Sunday, June 6, 2010

The Green, Green Grass of Home

My wife Lydia and I recently returned from a trip to her home town, Gumaca, Quezon, which is about 210 km south east and a 5 1/2 hour bus ride from our locale in Quezon City. It was good to get away from the concrete jungle of Metro-Manila for a few days.  Another incentive is seeing  Lydia's step-niece who roll outs the red carpet when we visit there.

Gumaca is a bustling municipality with a population of about 65,000; but it's  small enough such that the greenery of the countryside is a just a walk or short tricycle ride away from any point in town. Another scenic area is the promenade along Lamon Bay in the middle of town. One of the best times of the day to enjoy Gumaca is just after dawn while the air is still (relatively) cool.  Many people are already up and about strolling or buying pan de sal and other breakfast goodies. Property owners are outside sweeping their walkways and burning fallen leaves.  The air is redolent with that scent, along with that of  smoked copra (a form of processing coconuts), and of sea air if you happen to be near the bay.

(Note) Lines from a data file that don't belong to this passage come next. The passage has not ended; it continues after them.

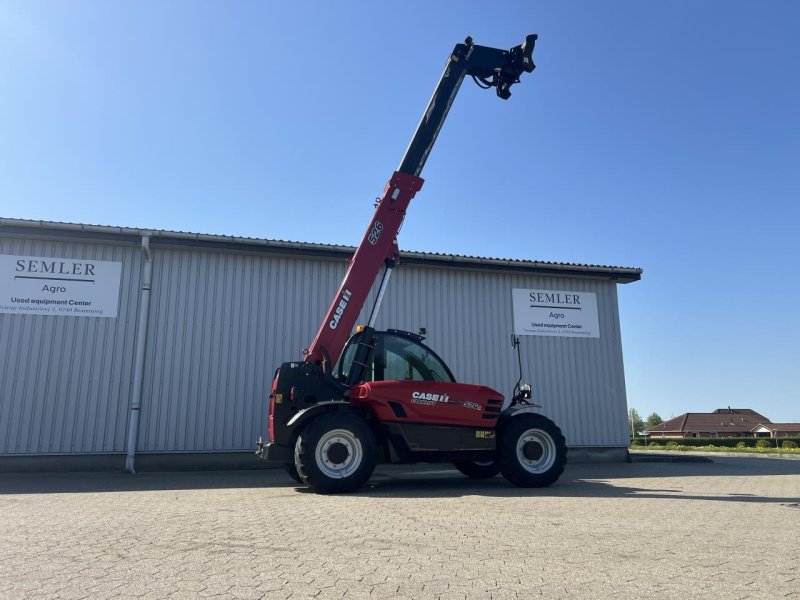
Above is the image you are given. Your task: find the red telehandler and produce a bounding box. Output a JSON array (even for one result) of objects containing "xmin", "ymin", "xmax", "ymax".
[{"xmin": 256, "ymin": 35, "xmax": 567, "ymax": 494}]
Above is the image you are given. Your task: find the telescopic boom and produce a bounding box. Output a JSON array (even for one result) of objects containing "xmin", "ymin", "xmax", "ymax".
[{"xmin": 305, "ymin": 34, "xmax": 537, "ymax": 370}]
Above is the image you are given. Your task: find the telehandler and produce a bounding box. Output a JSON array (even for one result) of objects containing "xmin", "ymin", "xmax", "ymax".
[{"xmin": 256, "ymin": 35, "xmax": 567, "ymax": 494}]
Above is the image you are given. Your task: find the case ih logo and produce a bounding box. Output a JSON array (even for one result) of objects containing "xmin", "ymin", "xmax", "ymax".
[
  {"xmin": 367, "ymin": 221, "xmax": 383, "ymax": 246},
  {"xmin": 411, "ymin": 392, "xmax": 450, "ymax": 405},
  {"xmin": 328, "ymin": 290, "xmax": 353, "ymax": 329}
]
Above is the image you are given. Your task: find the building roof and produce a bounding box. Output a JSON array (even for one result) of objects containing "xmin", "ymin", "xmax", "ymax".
[
  {"xmin": 0, "ymin": 217, "xmax": 643, "ymax": 283},
  {"xmin": 647, "ymin": 408, "xmax": 770, "ymax": 435},
  {"xmin": 750, "ymin": 423, "xmax": 800, "ymax": 432}
]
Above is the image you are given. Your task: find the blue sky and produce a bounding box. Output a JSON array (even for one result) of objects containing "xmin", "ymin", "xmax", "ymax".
[{"xmin": 0, "ymin": 0, "xmax": 800, "ymax": 421}]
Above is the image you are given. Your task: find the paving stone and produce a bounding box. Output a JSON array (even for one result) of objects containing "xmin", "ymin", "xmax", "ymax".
[{"xmin": 0, "ymin": 457, "xmax": 800, "ymax": 600}]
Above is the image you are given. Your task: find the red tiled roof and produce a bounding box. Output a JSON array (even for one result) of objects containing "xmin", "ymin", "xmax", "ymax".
[{"xmin": 647, "ymin": 408, "xmax": 770, "ymax": 434}]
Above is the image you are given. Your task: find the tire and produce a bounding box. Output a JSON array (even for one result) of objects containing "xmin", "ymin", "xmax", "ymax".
[
  {"xmin": 498, "ymin": 413, "xmax": 567, "ymax": 487},
  {"xmin": 294, "ymin": 411, "xmax": 376, "ymax": 494},
  {"xmin": 453, "ymin": 460, "xmax": 500, "ymax": 479},
  {"xmin": 283, "ymin": 463, "xmax": 303, "ymax": 483}
]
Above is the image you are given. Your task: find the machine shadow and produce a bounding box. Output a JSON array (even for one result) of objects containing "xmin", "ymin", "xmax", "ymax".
[{"xmin": 0, "ymin": 458, "xmax": 800, "ymax": 505}]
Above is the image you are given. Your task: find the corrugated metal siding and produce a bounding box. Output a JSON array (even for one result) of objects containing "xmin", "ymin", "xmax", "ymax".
[
  {"xmin": 0, "ymin": 233, "xmax": 627, "ymax": 454},
  {"xmin": 0, "ymin": 238, "xmax": 141, "ymax": 454},
  {"xmin": 368, "ymin": 267, "xmax": 628, "ymax": 446},
  {"xmin": 138, "ymin": 250, "xmax": 345, "ymax": 452}
]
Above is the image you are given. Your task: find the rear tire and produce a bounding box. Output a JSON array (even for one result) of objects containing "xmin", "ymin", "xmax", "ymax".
[
  {"xmin": 498, "ymin": 413, "xmax": 567, "ymax": 487},
  {"xmin": 453, "ymin": 460, "xmax": 500, "ymax": 479},
  {"xmin": 294, "ymin": 411, "xmax": 376, "ymax": 494}
]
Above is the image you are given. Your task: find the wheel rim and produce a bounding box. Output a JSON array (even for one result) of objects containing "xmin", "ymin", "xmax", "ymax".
[
  {"xmin": 517, "ymin": 429, "xmax": 556, "ymax": 474},
  {"xmin": 315, "ymin": 429, "xmax": 364, "ymax": 479}
]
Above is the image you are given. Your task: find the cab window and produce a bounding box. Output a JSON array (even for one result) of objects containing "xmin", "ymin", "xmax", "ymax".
[{"xmin": 339, "ymin": 331, "xmax": 455, "ymax": 382}]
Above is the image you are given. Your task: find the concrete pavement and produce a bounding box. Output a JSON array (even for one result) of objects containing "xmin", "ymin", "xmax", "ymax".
[{"xmin": 0, "ymin": 457, "xmax": 800, "ymax": 600}]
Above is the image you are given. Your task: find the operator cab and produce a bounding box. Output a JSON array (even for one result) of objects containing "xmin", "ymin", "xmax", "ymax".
[{"xmin": 337, "ymin": 329, "xmax": 456, "ymax": 383}]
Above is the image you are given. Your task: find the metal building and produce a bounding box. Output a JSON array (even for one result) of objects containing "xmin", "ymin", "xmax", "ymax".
[{"xmin": 0, "ymin": 219, "xmax": 642, "ymax": 469}]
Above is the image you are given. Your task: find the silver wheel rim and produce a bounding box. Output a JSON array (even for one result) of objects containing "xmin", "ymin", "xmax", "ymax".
[
  {"xmin": 517, "ymin": 429, "xmax": 556, "ymax": 475},
  {"xmin": 314, "ymin": 429, "xmax": 364, "ymax": 479}
]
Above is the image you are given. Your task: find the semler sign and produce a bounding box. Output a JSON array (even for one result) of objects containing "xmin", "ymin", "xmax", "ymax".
[
  {"xmin": 511, "ymin": 288, "xmax": 600, "ymax": 338},
  {"xmin": 0, "ymin": 254, "xmax": 122, "ymax": 318}
]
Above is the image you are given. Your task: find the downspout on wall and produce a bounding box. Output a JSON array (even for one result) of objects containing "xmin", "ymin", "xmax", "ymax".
[{"xmin": 125, "ymin": 235, "xmax": 153, "ymax": 474}]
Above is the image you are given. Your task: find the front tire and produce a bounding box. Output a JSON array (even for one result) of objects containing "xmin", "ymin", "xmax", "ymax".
[
  {"xmin": 294, "ymin": 411, "xmax": 376, "ymax": 494},
  {"xmin": 498, "ymin": 413, "xmax": 567, "ymax": 487},
  {"xmin": 453, "ymin": 460, "xmax": 500, "ymax": 479}
]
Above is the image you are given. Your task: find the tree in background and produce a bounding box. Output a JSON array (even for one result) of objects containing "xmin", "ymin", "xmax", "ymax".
[
  {"xmin": 628, "ymin": 408, "xmax": 644, "ymax": 437},
  {"xmin": 644, "ymin": 413, "xmax": 664, "ymax": 429}
]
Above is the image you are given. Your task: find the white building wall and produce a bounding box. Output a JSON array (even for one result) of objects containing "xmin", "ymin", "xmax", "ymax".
[{"xmin": 0, "ymin": 236, "xmax": 628, "ymax": 455}]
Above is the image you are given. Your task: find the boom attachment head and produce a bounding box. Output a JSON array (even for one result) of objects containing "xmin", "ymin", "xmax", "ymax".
[{"xmin": 464, "ymin": 33, "xmax": 539, "ymax": 100}]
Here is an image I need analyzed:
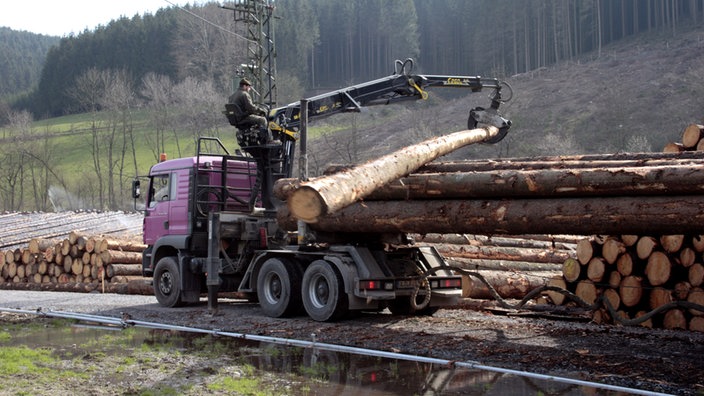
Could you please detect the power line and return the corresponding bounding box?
[164,0,253,42]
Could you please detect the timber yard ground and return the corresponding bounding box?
[0,290,704,395]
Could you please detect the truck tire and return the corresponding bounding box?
[257,258,302,318]
[154,257,183,308]
[303,260,349,322]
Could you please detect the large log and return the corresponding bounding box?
[431,244,570,264]
[280,126,499,223]
[682,124,704,148]
[365,164,704,201]
[277,195,704,235]
[105,264,142,278]
[445,256,562,272]
[416,152,704,173]
[462,271,553,299]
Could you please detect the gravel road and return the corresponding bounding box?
[0,290,704,395]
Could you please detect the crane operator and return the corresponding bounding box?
[228,78,280,144]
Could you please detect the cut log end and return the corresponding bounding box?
[288,186,327,223]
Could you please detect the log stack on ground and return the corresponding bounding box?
[276,126,499,223]
[413,234,575,299]
[0,232,152,294]
[563,234,704,331]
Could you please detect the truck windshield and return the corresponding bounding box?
[149,174,170,208]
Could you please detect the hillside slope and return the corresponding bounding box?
[0,27,60,98]
[309,28,704,173]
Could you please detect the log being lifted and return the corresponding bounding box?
[278,195,704,235]
[280,126,499,223]
[416,151,704,173]
[365,163,704,201]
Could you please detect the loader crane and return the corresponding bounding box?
[132,59,511,321]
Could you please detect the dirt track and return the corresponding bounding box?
[0,291,704,395]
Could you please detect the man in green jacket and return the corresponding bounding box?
[229,78,278,144]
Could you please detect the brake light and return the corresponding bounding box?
[440,278,462,289]
[359,280,394,290]
[259,227,269,249]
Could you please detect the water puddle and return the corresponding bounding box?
[0,319,628,395]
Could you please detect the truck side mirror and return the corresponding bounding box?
[132,180,142,199]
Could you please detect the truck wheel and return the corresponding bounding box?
[303,260,348,322]
[154,257,183,308]
[257,258,301,318]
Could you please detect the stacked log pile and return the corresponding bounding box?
[558,234,704,331]
[276,152,704,235]
[0,232,152,294]
[413,230,579,299]
[275,126,704,328]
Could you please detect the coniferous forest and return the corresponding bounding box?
[0,0,704,210]
[4,0,704,117]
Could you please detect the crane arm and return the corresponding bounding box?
[268,58,511,143]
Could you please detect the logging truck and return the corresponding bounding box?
[132,60,510,321]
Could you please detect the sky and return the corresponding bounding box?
[0,0,199,37]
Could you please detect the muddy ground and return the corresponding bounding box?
[0,291,704,395]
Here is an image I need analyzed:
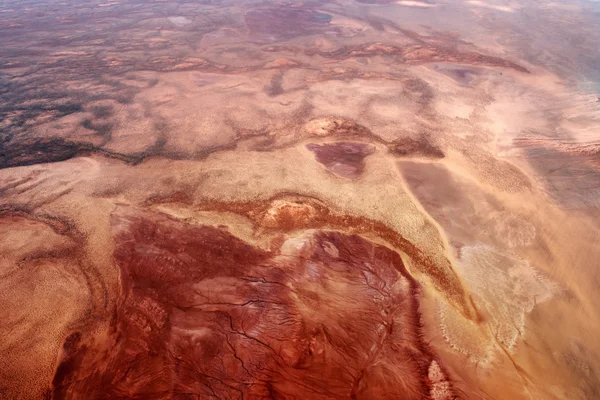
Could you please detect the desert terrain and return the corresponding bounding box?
[0,0,600,400]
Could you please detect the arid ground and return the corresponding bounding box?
[0,0,600,400]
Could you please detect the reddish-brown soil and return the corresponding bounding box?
[53,208,452,400]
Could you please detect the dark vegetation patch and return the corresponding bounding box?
[389,136,446,158]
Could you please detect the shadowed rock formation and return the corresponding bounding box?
[54,208,455,400]
[306,142,375,179]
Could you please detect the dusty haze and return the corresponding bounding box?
[0,0,600,400]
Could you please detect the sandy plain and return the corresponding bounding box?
[0,1,600,400]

There are a couple hotels in or near Gumaca.  One of which that comes to mind is the the Perennial.  This establishment is in Gumaca proper on Rizal Street, the main artery of town.  Lydia and I have stayed there and found it to be adequate.   The rooms are small but clean, air conditioned, and have their own bathrooms. Room rate as of Sept ., 2009 was P800, but we managed to tawad it down to P500.  Another hotel is the Acacian, about 15 minutes north of Gumaca located along Maharlika Highway (the national road).  I've never been there but from the outside the place looks attractive. I've heard that the interior is also pleasant and that there's a restaurant on the premises. So guests don't have to travel into town just to eat.

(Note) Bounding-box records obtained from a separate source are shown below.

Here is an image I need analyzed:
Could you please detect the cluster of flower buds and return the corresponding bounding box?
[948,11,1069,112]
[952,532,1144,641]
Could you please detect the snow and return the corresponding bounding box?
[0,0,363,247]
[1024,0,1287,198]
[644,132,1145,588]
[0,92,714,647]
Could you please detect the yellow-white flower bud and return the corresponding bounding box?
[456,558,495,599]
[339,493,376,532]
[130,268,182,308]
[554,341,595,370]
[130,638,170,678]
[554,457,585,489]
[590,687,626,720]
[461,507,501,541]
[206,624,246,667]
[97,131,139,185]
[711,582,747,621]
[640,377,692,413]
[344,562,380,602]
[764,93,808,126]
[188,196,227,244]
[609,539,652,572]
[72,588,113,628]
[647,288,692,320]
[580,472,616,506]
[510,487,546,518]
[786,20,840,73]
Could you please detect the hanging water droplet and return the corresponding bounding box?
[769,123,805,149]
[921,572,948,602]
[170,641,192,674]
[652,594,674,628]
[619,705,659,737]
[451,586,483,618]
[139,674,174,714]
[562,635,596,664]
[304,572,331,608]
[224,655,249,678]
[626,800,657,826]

Speaking of  food, in Gumaca you will find the the ubiquitous Jollibee and Chow King eateries.  But if you really want a great  meal, check out the Kapit Bahay  Restaurant.  The selection and quality of the food there  which is mainly native and Chinese cuisine are competitive with the better restaurants in Metro-Manila, and a lot cheaper.  Fried (half) chicken for example is P125.

While we were there we visited a coconut plantation  in Barangay Rosalino near the town of  Pitogo, which is about a  20 minute jeepney ride from Gumaca.  Walking through this forest-like area was very relaxing and so quiet that the only sound was that of birds singing.  As such,  it was the highlight of my visit.

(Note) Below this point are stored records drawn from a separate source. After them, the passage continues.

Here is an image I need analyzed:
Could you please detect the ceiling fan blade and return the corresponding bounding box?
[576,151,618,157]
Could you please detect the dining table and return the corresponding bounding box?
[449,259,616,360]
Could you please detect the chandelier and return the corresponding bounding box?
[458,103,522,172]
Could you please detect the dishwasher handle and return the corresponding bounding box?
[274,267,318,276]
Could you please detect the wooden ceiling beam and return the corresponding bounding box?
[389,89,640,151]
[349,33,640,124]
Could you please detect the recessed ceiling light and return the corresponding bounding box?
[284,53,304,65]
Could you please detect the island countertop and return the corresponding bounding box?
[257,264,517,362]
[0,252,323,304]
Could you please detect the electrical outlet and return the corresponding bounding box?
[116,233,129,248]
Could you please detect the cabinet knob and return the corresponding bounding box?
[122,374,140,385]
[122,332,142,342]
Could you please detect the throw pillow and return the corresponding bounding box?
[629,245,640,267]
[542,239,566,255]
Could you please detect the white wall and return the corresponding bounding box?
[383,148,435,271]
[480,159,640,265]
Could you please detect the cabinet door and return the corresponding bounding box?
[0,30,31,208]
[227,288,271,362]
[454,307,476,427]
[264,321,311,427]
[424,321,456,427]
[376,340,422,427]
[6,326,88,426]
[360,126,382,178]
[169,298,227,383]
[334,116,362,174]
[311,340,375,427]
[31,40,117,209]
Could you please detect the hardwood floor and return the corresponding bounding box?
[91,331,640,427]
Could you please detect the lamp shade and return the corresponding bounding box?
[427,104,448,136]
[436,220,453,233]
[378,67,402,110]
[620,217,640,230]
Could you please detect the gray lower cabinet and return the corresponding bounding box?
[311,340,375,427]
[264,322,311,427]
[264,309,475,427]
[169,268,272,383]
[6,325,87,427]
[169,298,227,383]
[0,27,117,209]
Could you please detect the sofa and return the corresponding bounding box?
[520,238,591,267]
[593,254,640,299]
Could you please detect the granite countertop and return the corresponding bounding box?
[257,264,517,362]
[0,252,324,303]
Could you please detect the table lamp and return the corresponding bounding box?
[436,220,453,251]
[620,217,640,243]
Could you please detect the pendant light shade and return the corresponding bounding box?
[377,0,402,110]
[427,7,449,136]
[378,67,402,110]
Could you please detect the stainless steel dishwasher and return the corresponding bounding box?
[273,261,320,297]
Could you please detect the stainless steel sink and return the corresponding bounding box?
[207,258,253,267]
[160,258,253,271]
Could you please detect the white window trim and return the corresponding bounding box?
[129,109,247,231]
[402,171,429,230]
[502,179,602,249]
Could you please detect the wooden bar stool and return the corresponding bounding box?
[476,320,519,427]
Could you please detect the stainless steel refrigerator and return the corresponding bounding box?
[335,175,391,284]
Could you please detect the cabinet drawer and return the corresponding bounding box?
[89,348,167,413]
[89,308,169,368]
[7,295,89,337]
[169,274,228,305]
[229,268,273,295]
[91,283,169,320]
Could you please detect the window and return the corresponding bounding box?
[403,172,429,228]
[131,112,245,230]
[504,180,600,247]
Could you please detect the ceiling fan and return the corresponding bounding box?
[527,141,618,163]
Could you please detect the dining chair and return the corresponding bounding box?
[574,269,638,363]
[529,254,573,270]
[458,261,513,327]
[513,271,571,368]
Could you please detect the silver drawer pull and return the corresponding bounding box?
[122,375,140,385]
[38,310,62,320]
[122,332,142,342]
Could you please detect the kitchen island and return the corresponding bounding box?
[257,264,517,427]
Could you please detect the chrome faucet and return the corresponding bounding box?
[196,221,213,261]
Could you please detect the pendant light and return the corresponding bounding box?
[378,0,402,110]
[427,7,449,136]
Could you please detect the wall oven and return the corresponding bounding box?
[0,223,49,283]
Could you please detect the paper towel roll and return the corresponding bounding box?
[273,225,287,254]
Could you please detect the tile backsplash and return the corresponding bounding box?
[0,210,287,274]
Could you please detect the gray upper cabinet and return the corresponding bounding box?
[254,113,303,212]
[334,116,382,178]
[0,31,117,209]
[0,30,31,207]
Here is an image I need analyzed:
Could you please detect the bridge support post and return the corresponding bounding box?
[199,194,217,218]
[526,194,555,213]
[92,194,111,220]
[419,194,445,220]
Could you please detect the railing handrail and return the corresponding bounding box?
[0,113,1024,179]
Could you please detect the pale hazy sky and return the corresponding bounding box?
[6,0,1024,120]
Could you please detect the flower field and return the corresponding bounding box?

Lydia, who has a love for landscaping and a talent to match, spent time on beautification of a property which we own in Gumaca and have up for sale. She is in her element with this kind of work and does it with the passion of an artist, shaping the land and creating a rolling hillside garden. 

The only downside of our visit was the weather, which was miserably hot and humid. But it  certainly was no worse than that in Metro-Manila. Just about the time we left Gumaca in the middle of the week,  the extended heat spell over this part of Luzon finally broke, and the weather has since turned a bit rainy.

I would like to visit Gumaca more often, but due to  health considerations lengthy bus rides are no longer my cup of  tea (Lydia tolerates them better than I do).  In all fairness, I should mention that the trip itself is actually broken up by a change of buses at the Grand Central  Terminal in Lucena City, about 3 hours from Metro-Manila.  Grand Central like its namesake is huge but-- including the the restrooms (which charge P5  for use)--surprisingly clean.  One of the better bus lines to Lucena City is Jac Liner, which offers air conditioned coaches, comfortable seats, and a movie.  The trip from Lucena City  to Gumaca and points south is not as pleasant.  The buses on all the lines heading in that direction are messy and not air conditioned. An alternate means of transportation to travel between M-Manila and Gumaca (and other destinations  of course)  would be to hire a car and driver.  However, that's a rather pricey proposition, about 10 times the price of a bus ticket.

Well, homebody that I am, I'm glad that I made the decision to take a break from my routine and make this journey. Despite the discomforts it was worth the trip.